Let $E$ be a locally compact Hausdorff space, $A$ be a bounded linear operator on the space $B(E)$ of bounded functions $E\to\mathbb R$ and $$T(t)f:=e^{tA}f\;\;\;\text{for }f\in B(E)\text{ and }t\ge0,$$ where $e^{tA}:=\sum_{n=0}^\infty\frac{t^n}{n!}A^n$.
If $f\in C_b(E)$ and $t\ge0$, can we show that $T(t)f\in C_b(E)$? What if $f\in C_0(E)$, can we conclude $T(t)f\in C_0(E)$?
I wasn't able to prove the claim, but I can't find a counter-example.
What do you mean by $B(E)$, is this space of all bounded functions or borel measurable bounded functions?

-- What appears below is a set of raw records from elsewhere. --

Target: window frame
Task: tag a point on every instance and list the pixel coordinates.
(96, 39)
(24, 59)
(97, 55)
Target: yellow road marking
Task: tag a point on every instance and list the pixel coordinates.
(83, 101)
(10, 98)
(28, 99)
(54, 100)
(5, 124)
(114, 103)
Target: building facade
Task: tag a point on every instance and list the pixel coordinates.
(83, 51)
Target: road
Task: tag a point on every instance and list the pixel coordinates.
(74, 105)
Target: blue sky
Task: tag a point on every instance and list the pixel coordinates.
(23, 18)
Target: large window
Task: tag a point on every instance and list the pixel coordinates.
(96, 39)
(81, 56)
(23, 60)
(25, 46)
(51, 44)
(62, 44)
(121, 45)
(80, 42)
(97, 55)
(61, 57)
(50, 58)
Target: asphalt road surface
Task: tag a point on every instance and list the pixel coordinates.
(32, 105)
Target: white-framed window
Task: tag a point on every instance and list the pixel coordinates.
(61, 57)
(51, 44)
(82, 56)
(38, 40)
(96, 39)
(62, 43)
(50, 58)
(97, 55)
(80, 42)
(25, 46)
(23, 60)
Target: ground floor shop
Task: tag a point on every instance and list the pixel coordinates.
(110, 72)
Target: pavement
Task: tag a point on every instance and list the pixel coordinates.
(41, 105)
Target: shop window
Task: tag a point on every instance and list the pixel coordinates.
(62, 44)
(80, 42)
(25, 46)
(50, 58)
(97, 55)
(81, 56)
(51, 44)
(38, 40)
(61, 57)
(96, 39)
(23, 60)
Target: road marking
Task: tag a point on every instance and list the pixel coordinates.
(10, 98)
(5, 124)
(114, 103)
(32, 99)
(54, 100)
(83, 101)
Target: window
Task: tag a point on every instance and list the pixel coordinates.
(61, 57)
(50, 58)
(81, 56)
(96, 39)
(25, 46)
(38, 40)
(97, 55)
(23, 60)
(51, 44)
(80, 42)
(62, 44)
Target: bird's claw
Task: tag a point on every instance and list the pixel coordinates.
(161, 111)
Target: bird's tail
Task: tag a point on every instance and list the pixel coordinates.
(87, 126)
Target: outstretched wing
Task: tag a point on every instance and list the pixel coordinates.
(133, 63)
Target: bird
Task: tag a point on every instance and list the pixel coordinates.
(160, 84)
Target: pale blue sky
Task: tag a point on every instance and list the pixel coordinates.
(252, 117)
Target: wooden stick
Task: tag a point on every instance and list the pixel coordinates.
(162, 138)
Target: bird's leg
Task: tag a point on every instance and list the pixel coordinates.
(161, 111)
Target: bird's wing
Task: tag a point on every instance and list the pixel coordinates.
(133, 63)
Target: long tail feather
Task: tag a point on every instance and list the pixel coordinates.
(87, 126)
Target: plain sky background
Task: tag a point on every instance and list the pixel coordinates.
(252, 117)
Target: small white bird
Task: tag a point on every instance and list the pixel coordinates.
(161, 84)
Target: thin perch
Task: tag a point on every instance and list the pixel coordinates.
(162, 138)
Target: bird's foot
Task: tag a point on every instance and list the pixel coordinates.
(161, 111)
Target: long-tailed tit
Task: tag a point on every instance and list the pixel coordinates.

Nevertheless, I think the claim is false: consider $E=[0,2]$, and $A\colon B([0,2])\ni f\mapsto \chi_{[0,1]} f\in B([0,2])$, where $\chi_{[0,1]}$ is the characteristic function of $[0,1]$. Then $e^{tA}f=f+\sum_{n=1}^{\infty} \frac{t^n}{n!} \chi_{[0,1]}^{n} f=f+(e^{t}-1) \chi_{[0,1]}f$ which is not continuous for $t>0$ and $f(x)=x$.
The problem is that you don't assume that $A$ preserves $C_b(E)$.